When I introduced the old Dirheimer to the burly breeder I was to castrate that day, the highest honor a marker can bestow, the old Dirheimer shook his hand and immediately began to fall apart like a pair of Vice Grips®. He squeezed until he saw tears coming from my friend’s eyes, and you have to remember that my friend is over six feet tall and weighs 285 pounds, almost all muscle.

You call that a handshake, amateur, said the old milkman, who was about six feet tall, wore a slide cap and had hands the size of baseball gloves. They looked more like an old tree root that D9 had dug out of the ground, with prominent veins and short, wavy, cracked nails. I was afraid my friend’s hand was so broken he couldn’t hold a castration knife.

On one morning, the former Dirheimian insulted every boy present over the age of twelve. That day I assigned this 70 year old freak of nature to the ground crew, hoping the big calves would eat his lunch. But it wasn’t supposed to happen. He grabbed the largest calf, a 350-pound mini-monster, and spun it around like it was a 50-pound bag of food!

I must admit the old Dirhaman is a real beauty.
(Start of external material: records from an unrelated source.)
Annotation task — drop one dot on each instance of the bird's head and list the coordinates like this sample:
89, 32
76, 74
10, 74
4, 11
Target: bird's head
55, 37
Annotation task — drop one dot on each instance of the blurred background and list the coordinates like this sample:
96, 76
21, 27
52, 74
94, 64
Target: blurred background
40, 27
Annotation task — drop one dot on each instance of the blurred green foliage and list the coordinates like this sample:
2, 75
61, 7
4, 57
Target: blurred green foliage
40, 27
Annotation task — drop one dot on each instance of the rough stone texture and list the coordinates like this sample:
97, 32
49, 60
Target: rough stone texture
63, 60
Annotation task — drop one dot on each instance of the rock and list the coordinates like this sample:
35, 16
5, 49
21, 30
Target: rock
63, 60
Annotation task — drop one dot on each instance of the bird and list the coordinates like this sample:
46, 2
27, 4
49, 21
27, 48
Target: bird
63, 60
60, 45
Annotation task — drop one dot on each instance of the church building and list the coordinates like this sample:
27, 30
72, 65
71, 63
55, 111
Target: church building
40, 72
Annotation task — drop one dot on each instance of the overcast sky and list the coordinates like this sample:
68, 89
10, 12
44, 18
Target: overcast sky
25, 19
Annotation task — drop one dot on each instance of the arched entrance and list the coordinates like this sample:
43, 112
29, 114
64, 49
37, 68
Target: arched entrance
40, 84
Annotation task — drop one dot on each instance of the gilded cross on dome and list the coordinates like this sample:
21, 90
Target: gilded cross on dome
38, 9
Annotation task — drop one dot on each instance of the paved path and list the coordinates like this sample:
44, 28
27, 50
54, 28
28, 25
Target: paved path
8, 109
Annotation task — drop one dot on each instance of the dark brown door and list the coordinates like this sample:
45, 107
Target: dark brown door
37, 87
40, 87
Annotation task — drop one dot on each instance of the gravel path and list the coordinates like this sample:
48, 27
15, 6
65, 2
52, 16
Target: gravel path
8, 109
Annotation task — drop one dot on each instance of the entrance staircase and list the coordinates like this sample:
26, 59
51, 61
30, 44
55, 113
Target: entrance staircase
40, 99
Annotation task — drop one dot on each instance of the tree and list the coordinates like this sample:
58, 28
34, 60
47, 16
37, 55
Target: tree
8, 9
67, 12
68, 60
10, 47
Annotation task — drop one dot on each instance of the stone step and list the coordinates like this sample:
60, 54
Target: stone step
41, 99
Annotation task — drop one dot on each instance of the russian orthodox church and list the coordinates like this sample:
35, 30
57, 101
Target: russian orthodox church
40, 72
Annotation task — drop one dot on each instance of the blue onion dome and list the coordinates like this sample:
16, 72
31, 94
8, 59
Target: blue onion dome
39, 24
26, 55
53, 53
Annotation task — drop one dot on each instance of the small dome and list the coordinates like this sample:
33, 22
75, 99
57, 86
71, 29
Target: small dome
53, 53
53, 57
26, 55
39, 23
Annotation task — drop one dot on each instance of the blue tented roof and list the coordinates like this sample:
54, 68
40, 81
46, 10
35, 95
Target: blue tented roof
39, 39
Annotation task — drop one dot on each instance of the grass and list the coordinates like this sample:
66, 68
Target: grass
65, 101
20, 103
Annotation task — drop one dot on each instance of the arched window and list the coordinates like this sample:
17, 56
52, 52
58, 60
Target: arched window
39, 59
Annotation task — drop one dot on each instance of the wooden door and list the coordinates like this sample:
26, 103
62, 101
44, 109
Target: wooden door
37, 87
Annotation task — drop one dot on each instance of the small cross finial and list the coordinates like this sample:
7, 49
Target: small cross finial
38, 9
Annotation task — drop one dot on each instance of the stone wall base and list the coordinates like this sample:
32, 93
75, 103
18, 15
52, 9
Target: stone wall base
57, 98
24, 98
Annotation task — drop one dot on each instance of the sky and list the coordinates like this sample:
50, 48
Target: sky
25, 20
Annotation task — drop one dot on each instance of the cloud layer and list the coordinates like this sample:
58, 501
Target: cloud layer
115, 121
Unbeknownst to me, my friends forged a plan to give the receipt to the man. They waited for the last calf, probably because they didn’t want to miss his hard work before moving on. My friend, who had been castrated all day, handed me the knife and stood up, flexing his throwing arm to see if the nerve damage in his arm would bother him, and proceeded to wrap the former milkman around his waist. When he called: All the men over twelve attacked them and put the old man down. It looks like a rugby scrum in the dirt. After exposing a cheek (not the face), my friend asked for a hot iron. They wanted to teach this disgusting creature a lesson.

Looking back, I don’t know why I intervened to prevent their retaliation. I had no doubt they would have made it and I would have loved to have seen them, but I didn’t want that disgusting bastard to wear my badge.